Выходят к реке. Потоки бешеные, как свора голодных белошерстых собак. На берегу лишь Эгорд, Тиморис и Удараг, остальные прячутся в деревьях, на случай появления драконов.
«По джунглям двигаться трудно и медленно, — подытоживает Удараг. — К тому же, есть опасность наткнуться на демонов, все же их земли, а в чащах демоны гораздо маневреннее нас».
— И как быть? — Тиморис хмурит лоб.
«Поплывем по дну реки. Это и быстрее, и безопаснее, вряд ли у демонов есть подводные войска. Но как плыть вам?»
— Да-а, вопрос… — Воин почесывает голову, не сразу доходит, что на ней — шлем, сплевывает. — Не хочется бежать вдоль берега, не угонимся, да и ящерки увидят.
«Жаль, что вы не саффлы».
— А ты чего молчишь, кладезь
Тот задумчиво смотрит в реку, краешки губ потягиваются вверх:
— Есть мысль.
Вскоре Эгорд и Тиморис плывут по дну внутри светового шара, в невесомости. Удараг впереди, щупальца оплетают сферу, тянет легко и быстро, как пустую скорлупу. Следом плывут саффлы.
— А эта штука выдержит? — опасливо спрашивает Тиморис.
Руки Эгорда приподняты, ладони сияют.
— Не бойся, я не забываю подпитывать.
— Какая-то она тонкая.
— Чтобы проходил воздух.
— А откуда в воде воздух? — Тиморис глядит на Эгорда, словно тот осел и вдруг заговорил по-человечьи.
— Ну ты же еще не задохнулся, — усмехается Эгорд. — Я сделал самый слабый щит, под мелкоскопом как сетка. Кусочки воды не пролезают, а воздушные летят свободно. Да сам погляди.
— Какой умный, однако, а с виду не скажешь, вон как мечом машешься!
Пузырьки облепляют сферу как мох, прозрачные жемчужины воздуха громоздятся слоем толщиной с увесистую книгу, с мелодичным звоном множатся, растут, вихрями уносятся ввысь.

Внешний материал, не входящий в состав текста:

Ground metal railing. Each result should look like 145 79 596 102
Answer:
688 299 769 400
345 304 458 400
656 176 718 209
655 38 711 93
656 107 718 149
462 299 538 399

Россыпи пузырей не мешают любоваться дном. Рельеф удивляет формами и расцветками. Если мучит жажда увидеть кашу из всего на свете: из гор, равнин, холмов, каньонов, зарослей, — добро пожаловать на дно. Розовые бутоны грибов, водоросли, похожие на приплюснутых червей, колонна вертикальных столбиков разной высоты из чего-то красного и каменистого, сталагмиты с винтовой нарезкой и колониями хищных сияющих жгутиков… Чего только нет!
Рядом извиваются в подводном полете саффлы, грузных жертв магического эксперимента не узнать: гибкость, скорость, синяя кожа в воде переливается серебристыми огоньками. Ротовые щупальца сомкнуты в подобие клюва, веера и шипы сложены, а щупальца спины закрывают неуклюжие ноги в длинный острый кокон, тот гнется как хвост, саффлы похожи на идеально обтекаемых рыбин. Вокруг спиралями кружат верные младшие спутники. Медузы, лентообразные змеи, кальмары, — как живые щиты.
Над головами преломляется небо. На его белом фоне течение видится узорчатыми линиями, как зимой на стекле. Иногда пролетают тени, сердце тревожно замирает, нельзя понять, кто — мелькающая близко над водой стрекоза, летящая поверх деревьев птица или парящий в облаках дракон.
Летучих силуэтов с каждым часом больше.
Ночью сфера горит ярче, пятна света в черно-синей воде видятся в мельчайших черточках.
Тиморис дрыхнет, медленно качается в воздухе, свернувшись как в утробе.
Саффлы плывут сверху, как потолок.
«Чтобы драконы не увидели свет», — объясняет Удараг, без устали тянет пузырящийся шар.
— Думаю, все равно заметно. — Эгорд глотает бодрящее зелье. — В такой тьме даже светлячок виден на горизонте, а уж драконы наверняка видят в темноте превосходно.